Faltando poucos dias para o simulacro de eleição presidencial que tem o único objetivo de dar um verniz de legitimidade a mais um mandato, o ditador Nicolás Maduro, em nova demonstração de que não tem a menor intenção de promover um processo eleitoral livre e limpo, ameaçou a população durante um ato de campanha em Caracas. “Se não querem que a Venezuela caia num banho de sangue, numa guerra civil fratricida, produto dos fascistas, garantamos o maior sucesso, a maior vitória da história eleitoral do nosso povo”, afirmou na última terça-feira, confundindo a si mesmo com o povo venezuelano, como todo bom populista.

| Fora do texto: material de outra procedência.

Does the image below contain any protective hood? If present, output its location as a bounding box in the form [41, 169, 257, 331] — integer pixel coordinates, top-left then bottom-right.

Não que Maduro esteja realmente preocupado com qualquer possibilidade de que as urnas digam algo minimamente diferente do que ele queira ouvir e proclamar ao mundo. Por mais que pesquisas independentes sigam dando ampla maioria nas intenções de voto ao oposicionista Edmundo González Urrutia, será um verdadeiro milagre se os números divulgados pelos jornais se transformarem em vitória eleitoral das forças democráticas. Os próprios oposicionistas sabem disso – em maio, a principal liderança de oposição do país, María Corina Machado, afirmou que em um pleito limpo Maduro jamais conseguiria vencer, mas que os democratas venezuelanos estão disputando contra um “sistema criminoso”, cujas eleições “não são livres” e estão “cheias de armadilhas”. Um regime que já recorreu à fraude em disputas anteriores não hesitaria em fazê-lo novamente, e vem se cercando de todo tipo de salvaguarda, como quando impôs um documento pelo qual todos os candidatos se comprometiam a reconhecer o resultado da eleição – o texto, no entanto, não contou com a assinatura de González.
A essa altura Maduro já desrespeitou praticamente todas as cláusulas do Acordo de Barbados, que não passou de uma manobra para a ditadura ganhar tempo
Maduro, a bem da verdade, já iniciou a guerra há tempos. E ele só não precisa promover um “banho de sangue” porque a luta é bastante desigual, já que as forças democráticas venezuelanas só têm a si mesmas e a seus apoiadores, pobres e desarmados, enquanto a ditadura tem todo o poder armado – o oficial e o paramilitar –, o Legislativo, o Judiciário e a autoridade eleitoral. Ao longo da campanha, a repressão bolivariana é tamanha que restaurantes e hotéis são fechados pelo simples fato de terem atendido González e outros oposicionistas, medida que fez o candidato levar sua própria comida quando viaja em campanha, para que outros pequenos comerciantes não sejam prejudicados. Este modelo de repressão se soma às corriqueiras prisões e declarações de inelegibilidade de políticos oposicionistas e membros da campanha de González, denunciadas inclusive pela Organização das Nações Unidas. Os detidos pela ditadura incluem o chefe de segurança de María Corina, um empresário que a hospedou em sua casa, e um prefeito que declarou apoio a González.
Enquanto exibe o porrete internamente, a ditadura também faz questão de impedir que o mundo acompanhe mais de perto a farsa eleitoral. O bolivarianismo já vetou observadores europeus enquanto convoca movimentos sociais de esquerda para “atestar” a “lisura” da votação. Além disso, a autoridade eleitoral impõe todo tipo de obstáculo para que os venezuelanos no exterior – muitos deles refugiados devido ao caos econômico ou à perseguição política produzidos pelo regime – se habilitem para votar, o que impedirá a participação de algo entre 20% e 25% dos venezuelanos com idade para participar do processo. Em resumo, a essa altura Maduro já desrespeitou praticamente todas as cláusulas do Acordo de Barbados, assinado com a oposição no ano passado e que, como prevíamos, não passou de uma manobra para a ditadura ganhar tempo.
Para o Brasil de Lula, do chanceler de jure Mauro Vieira e do chanceler de facto Celso Amorim, no entanto, tudo vai muitíssimo bem. No fim de junho, Vieira afirmou esperar que a “eleição” venezuelana transcorra “com participação de observadores internacionais, transparentes, claras e aceitas por todos” – mas, se nada disso ocorrer, como provavelmente não ocorrerá, o Brasil ainda assim estará pronto para avalizar um desfecho favorável a Maduro. Dias depois, Lula disse esperar que os “resultados sejam reconhecidos por todos”, o que, na novilíngua petista, significa que os democratas derrotados deverão aceitar sem reclamar o resultado da fraude bolivariana. Essa é a “normalização da vida política venezuelana” que Lula deseja: seu amigo ditador fortalecido, e a oposição calada, como em toda “democracia relativa” que se preze.